Communities of Pottery Production and Consumption on the Taraco Peninsula, Bolivia, 200 BC-300 AD
- Author(s): Roddick, Andrew Paul
- Advisor(s): Hastorf, Christine A
- et al.
This dissertation examines Late Formative Period (200 BC-300 AD) communities of potting practice at the three settlements of Kala Uyuni, Kumi Kipa and Sonaji on the Taraco Peninsula, of the Lake Titicaca Basin, Bolivia. Ceramics play a central role in defining the social boundaries of prehistoric communities in the region. However our current narratives are stymied for the Late Formative Period, which precedes the appearance of the urban center of Tiwanaku (AD 400- 950). This is partly due to a reliance on ceramic design style. This study develops a practice-oriented approach to define Taraco Peninsula technological styles, refine the local ceramic chronology and evaluate the relationship between Late Formative communities and pottery. A "communities of practice" approach (Lave and Wenger 1991), which stresses the social entanglements between learning and identity, drives the analysis of the subtle changes in production sequences and their related consumption practices.

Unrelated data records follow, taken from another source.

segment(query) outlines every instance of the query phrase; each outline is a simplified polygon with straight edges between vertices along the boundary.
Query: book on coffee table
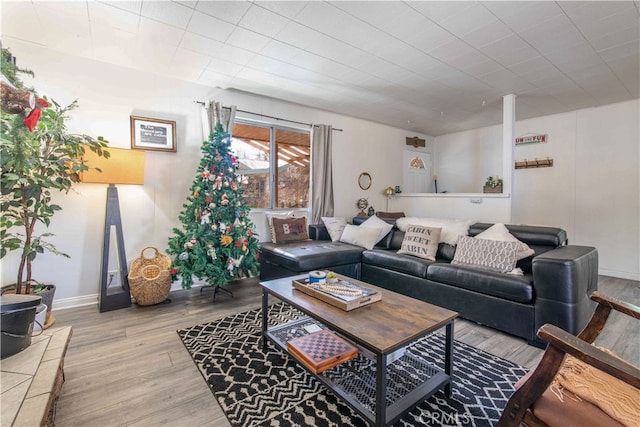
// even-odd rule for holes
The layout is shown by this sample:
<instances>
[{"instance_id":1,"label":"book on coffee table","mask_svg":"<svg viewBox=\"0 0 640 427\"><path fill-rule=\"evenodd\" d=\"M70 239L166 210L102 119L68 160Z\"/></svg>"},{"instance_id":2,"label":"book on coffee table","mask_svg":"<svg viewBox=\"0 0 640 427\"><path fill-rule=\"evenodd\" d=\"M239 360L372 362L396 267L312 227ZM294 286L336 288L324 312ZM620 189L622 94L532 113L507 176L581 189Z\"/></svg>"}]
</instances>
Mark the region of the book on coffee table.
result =
<instances>
[{"instance_id":1,"label":"book on coffee table","mask_svg":"<svg viewBox=\"0 0 640 427\"><path fill-rule=\"evenodd\" d=\"M294 338L287 343L287 348L314 374L358 356L355 346L327 329Z\"/></svg>"}]
</instances>

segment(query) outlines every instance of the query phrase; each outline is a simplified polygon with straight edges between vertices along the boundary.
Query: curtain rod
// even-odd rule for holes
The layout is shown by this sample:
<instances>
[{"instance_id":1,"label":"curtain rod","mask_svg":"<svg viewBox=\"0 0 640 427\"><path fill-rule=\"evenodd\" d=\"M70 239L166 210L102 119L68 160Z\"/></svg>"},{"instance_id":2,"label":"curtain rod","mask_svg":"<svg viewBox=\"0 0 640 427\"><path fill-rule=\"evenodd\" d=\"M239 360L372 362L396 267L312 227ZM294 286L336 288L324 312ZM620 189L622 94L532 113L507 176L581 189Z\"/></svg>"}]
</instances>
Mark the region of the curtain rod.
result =
<instances>
[{"instance_id":1,"label":"curtain rod","mask_svg":"<svg viewBox=\"0 0 640 427\"><path fill-rule=\"evenodd\" d=\"M196 104L200 104L202 106L206 105L206 103L204 103L202 101L193 101L193 102L195 102ZM266 117L268 119L281 120L281 121L285 121L285 122L289 122L289 123L296 123L298 125L318 126L318 125L314 125L314 124L311 124L311 123L297 122L295 120L289 120L289 119L283 119L283 118L280 118L280 117L268 116L268 115L262 114L262 113L254 113L253 111L245 111L245 110L238 110L238 109L236 109L236 111L238 111L240 113L247 113L247 114L253 114L253 115L256 115L256 116L260 116L260 117ZM331 128L331 130L335 130L337 132L342 132L342 129L338 129L338 128Z\"/></svg>"}]
</instances>

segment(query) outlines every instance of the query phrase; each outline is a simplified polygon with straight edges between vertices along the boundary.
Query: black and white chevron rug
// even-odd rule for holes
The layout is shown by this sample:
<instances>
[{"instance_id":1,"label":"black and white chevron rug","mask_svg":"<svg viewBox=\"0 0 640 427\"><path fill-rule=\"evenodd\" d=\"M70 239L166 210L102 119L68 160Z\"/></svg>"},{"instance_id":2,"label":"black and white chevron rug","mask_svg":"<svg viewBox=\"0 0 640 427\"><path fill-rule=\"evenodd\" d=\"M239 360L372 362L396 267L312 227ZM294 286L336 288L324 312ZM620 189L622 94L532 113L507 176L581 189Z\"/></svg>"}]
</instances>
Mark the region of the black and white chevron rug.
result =
<instances>
[{"instance_id":1,"label":"black and white chevron rug","mask_svg":"<svg viewBox=\"0 0 640 427\"><path fill-rule=\"evenodd\" d=\"M270 326L302 316L288 305L276 304L270 308ZM256 309L177 331L232 426L367 425L291 356L271 343L263 352L261 322L261 311ZM425 337L407 351L441 369L444 366L443 335ZM453 353L453 396L448 399L437 392L396 426L497 423L513 384L526 370L458 341ZM367 363L360 359L364 358L348 363Z\"/></svg>"}]
</instances>

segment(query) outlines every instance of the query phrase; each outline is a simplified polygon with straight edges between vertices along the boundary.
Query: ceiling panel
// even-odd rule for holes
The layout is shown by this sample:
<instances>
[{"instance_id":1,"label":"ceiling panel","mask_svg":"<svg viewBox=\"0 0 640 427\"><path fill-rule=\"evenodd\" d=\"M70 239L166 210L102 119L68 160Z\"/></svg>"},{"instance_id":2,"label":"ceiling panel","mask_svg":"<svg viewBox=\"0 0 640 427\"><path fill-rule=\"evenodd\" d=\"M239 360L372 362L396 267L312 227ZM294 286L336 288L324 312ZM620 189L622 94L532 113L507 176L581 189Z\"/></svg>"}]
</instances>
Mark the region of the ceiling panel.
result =
<instances>
[{"instance_id":1,"label":"ceiling panel","mask_svg":"<svg viewBox=\"0 0 640 427\"><path fill-rule=\"evenodd\" d=\"M431 135L499 123L508 93L523 119L640 92L638 1L33 0L0 8L9 48Z\"/></svg>"}]
</instances>

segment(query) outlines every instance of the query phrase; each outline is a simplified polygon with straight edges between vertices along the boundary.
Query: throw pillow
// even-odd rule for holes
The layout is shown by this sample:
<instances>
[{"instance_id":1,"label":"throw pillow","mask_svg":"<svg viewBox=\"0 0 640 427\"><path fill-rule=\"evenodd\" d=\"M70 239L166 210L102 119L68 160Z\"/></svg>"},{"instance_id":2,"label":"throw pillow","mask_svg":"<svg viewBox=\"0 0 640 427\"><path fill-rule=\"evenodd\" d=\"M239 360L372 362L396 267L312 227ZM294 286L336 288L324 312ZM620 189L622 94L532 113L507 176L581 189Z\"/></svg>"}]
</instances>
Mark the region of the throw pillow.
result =
<instances>
[{"instance_id":1,"label":"throw pillow","mask_svg":"<svg viewBox=\"0 0 640 427\"><path fill-rule=\"evenodd\" d=\"M389 234L389 232L393 228L393 224L389 224L387 221L382 220L377 216L372 216L368 220L360 224L360 227L379 227L380 234L378 234L378 237L376 238L376 243L378 243L384 238L384 236Z\"/></svg>"},{"instance_id":2,"label":"throw pillow","mask_svg":"<svg viewBox=\"0 0 640 427\"><path fill-rule=\"evenodd\" d=\"M323 216L322 222L327 227L327 232L331 236L332 242L337 242L342 236L344 227L347 225L347 220L339 216Z\"/></svg>"},{"instance_id":3,"label":"throw pillow","mask_svg":"<svg viewBox=\"0 0 640 427\"><path fill-rule=\"evenodd\" d=\"M407 231L409 225L423 225L425 227L439 227L442 229L440 233L440 241L455 246L459 236L468 236L469 227L476 221L469 219L448 219L448 218L417 218L405 217L398 218L396 225L400 231Z\"/></svg>"},{"instance_id":4,"label":"throw pillow","mask_svg":"<svg viewBox=\"0 0 640 427\"><path fill-rule=\"evenodd\" d=\"M340 241L356 246L362 246L367 249L373 249L373 246L376 244L378 234L380 234L380 227L362 227L347 224L342 232L342 236L340 236Z\"/></svg>"},{"instance_id":5,"label":"throw pillow","mask_svg":"<svg viewBox=\"0 0 640 427\"><path fill-rule=\"evenodd\" d=\"M273 230L273 218L280 218L280 219L293 218L293 211L289 211L289 212L265 212L264 217L267 220L267 229L269 230L269 233L271 234L271 241L273 243L276 243L276 233Z\"/></svg>"},{"instance_id":6,"label":"throw pillow","mask_svg":"<svg viewBox=\"0 0 640 427\"><path fill-rule=\"evenodd\" d=\"M398 253L435 261L441 233L441 228L410 225L404 232L404 239Z\"/></svg>"},{"instance_id":7,"label":"throw pillow","mask_svg":"<svg viewBox=\"0 0 640 427\"><path fill-rule=\"evenodd\" d=\"M516 254L518 260L535 253L526 243L521 242L513 234L509 233L507 227L501 223L493 224L475 237L476 239L496 240L499 242L518 242L518 253Z\"/></svg>"},{"instance_id":8,"label":"throw pillow","mask_svg":"<svg viewBox=\"0 0 640 427\"><path fill-rule=\"evenodd\" d=\"M518 242L476 239L460 236L451 264L483 267L509 273L516 266Z\"/></svg>"},{"instance_id":9,"label":"throw pillow","mask_svg":"<svg viewBox=\"0 0 640 427\"><path fill-rule=\"evenodd\" d=\"M302 218L273 218L273 243L282 244L309 240L307 219Z\"/></svg>"}]
</instances>

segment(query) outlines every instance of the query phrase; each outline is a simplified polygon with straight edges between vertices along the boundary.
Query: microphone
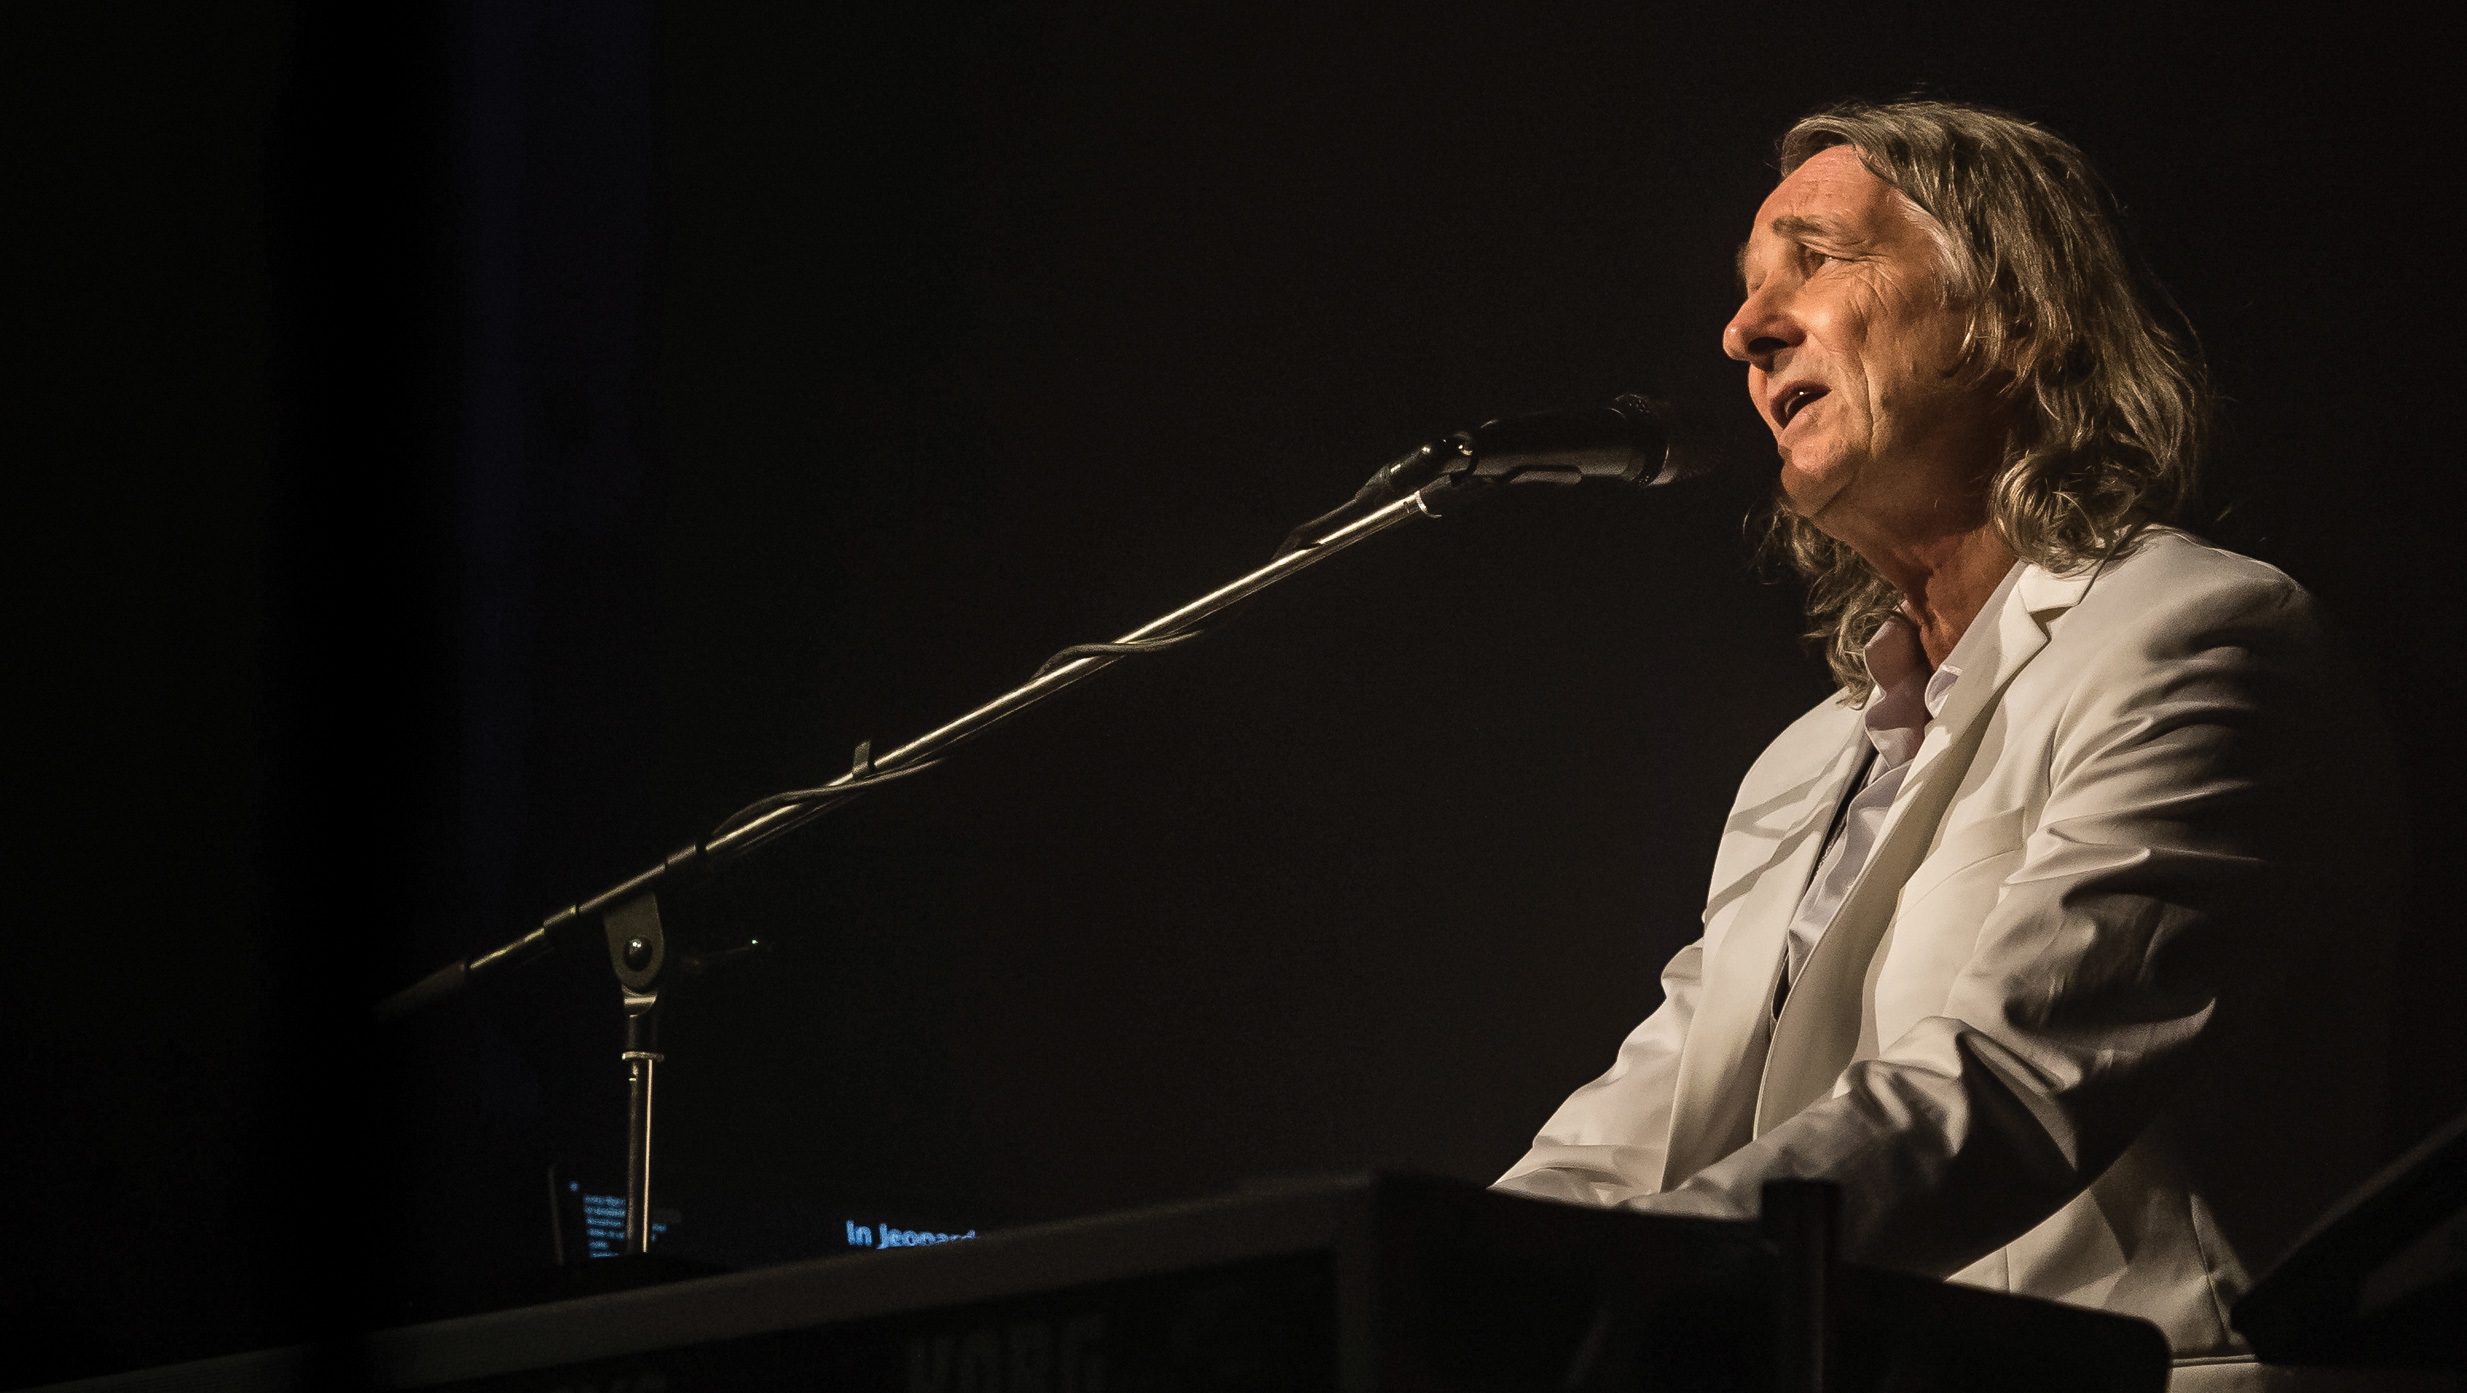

Pottery production and consumption at Kala Uyuni, Kumi Kipa and Sonaji were analyzed through attribute analysis, petrography, x-ray fluorescence and x-ray diffraction. Shifts in learned bodily practice, such as surface finishing techniques, and a suite of new technological choices, including paste preparation, define both the transition to the Late Formative Period and internal sub-phases. These technological choices were likely linked to a larger symbolic landscape and embedded in a greater productive taskscape. The spatial context of production tools suggests that pottery was manufacture in all three settlements. A survey of the local hills found that potters likely used local clays, while petrography showed that tempers were added and may have been collected further afield. The similarity in operational sequences and paste recipes indicates that Taraco potters were a single learning community and part of their identities were likely constituted through their skillful potting practice. Consumption patterns changed slightly through the Middle and Late Formative, with an increased use of deep bowl forms. Large-scale political feasting, essential to the urban experience at Tiwanaku, was not a central social practice. Rather particular forms had multi-purpose functions, framing special events. This research contributes to social archaeologies of community, research on craft production and archaeological theories of practice.